A table for two (calves)
July 16, 2020
Through research and practical experience, we continue to learn more about the benefits of social housing for young dairy calves. There’s proof that social contact is desirable from the calf’s perspective, too.
In the July Hoard’s Dairyman webinar, Emily Miller-Cushon, an associate professor at the University of Florida, talked about calves and group housing. She said research has shown that individually housed calves will work to achieve access to a social companion, and that grouped calves will chose to spend more time with familiar social companions.
This is true even when calves are eating. In a study by Miller-Cushon, half the calves were housed individually prior to weaning, while the other group was housed in pairs. After weaning, all calves were put into pairs.
Two weeks later, a barrier was placed in the pen to create two feeding stations. A calf could either choose to eat from a bucket next to its pen mate or it could eat alone. In the next phase of the study, the second bucket was removed. The calf could eat with its buddy from the same bucket or eat alone from its own bucket. Interestingly, well over half of the time, the calf chose to eat with its friend — even if it had to share the bucket.
The calves that were previously housed individually chose to eat with a partner about 60% of the time; for the calves housed in pairs from the start, it was over 75% of the time. Miller-Cushon noted that these responses make sense given the social bonds calves form, and it might suggest that the preference for social feeding may be greater in calves that are raised socially.
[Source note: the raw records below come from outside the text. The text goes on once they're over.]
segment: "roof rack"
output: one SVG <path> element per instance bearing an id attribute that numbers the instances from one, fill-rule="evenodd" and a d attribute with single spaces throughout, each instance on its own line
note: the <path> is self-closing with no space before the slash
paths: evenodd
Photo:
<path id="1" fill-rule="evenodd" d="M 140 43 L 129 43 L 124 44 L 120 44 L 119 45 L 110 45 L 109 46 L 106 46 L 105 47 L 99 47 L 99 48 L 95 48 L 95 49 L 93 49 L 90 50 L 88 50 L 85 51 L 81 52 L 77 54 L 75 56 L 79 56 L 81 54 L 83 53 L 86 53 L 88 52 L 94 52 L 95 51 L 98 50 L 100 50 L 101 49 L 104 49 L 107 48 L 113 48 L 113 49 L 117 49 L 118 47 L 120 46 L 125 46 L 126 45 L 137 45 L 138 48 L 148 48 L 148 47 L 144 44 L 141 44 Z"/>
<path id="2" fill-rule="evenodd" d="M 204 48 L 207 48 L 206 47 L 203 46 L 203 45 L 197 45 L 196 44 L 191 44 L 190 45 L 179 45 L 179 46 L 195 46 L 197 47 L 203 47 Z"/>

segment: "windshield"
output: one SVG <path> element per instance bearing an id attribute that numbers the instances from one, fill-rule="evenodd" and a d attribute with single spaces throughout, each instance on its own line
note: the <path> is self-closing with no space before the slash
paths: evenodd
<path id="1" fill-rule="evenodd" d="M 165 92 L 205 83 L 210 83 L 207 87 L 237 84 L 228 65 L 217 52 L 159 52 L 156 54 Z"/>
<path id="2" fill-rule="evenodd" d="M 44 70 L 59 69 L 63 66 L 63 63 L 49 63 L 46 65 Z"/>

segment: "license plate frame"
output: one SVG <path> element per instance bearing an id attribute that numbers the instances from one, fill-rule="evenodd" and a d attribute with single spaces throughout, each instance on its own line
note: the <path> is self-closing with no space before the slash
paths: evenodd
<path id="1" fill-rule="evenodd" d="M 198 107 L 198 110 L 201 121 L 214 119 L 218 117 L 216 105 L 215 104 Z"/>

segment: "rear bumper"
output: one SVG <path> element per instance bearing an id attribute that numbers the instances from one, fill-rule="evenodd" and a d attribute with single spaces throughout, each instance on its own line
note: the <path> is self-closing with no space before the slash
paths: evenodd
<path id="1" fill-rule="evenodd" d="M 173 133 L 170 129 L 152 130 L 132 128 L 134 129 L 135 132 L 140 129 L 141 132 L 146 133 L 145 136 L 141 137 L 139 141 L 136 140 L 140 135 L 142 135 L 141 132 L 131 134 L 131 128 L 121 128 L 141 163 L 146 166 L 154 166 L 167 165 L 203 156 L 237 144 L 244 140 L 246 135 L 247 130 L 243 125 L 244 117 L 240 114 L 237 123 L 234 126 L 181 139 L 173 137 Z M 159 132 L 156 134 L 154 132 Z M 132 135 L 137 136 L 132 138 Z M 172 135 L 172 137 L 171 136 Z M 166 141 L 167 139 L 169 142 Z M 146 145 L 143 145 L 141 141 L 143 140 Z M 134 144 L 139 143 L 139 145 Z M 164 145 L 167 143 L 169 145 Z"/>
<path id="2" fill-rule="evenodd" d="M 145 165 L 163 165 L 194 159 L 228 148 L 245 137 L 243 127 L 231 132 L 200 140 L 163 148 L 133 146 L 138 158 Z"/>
That being said, feeding in group situations has pros and cons. “The effect of social contact on feeding behavior is a real benefit of social housing, but it does provide some issues that have to be effectively managed,” Miller-Cushon explained.
She said that social contact early in life raises calves’ willingness to eat novel feed and stimulates solid feed intake overall. The sight of another calf eating may encourage a resting calf to get up and eat as well. This desire to eat together can also be a hinderance, though.
“Because calves want to eat together, competition can be a problem,” she said. “We see that when we start to restrict feeding spaces per calves.” She explained that expanding the number of calves per feeder can cause faster rate of intake, longer wait times for access to the feeder, and more frequent displacements or disturbances at the feeder.
Miller-Cushon said that despite these behaviors that result due to competition at the feeder or feedbunk, we are finding that calves still try to eat together. This can lead to reduced milk intake and supports the need for more nipples per pen or fewer calves per feeder.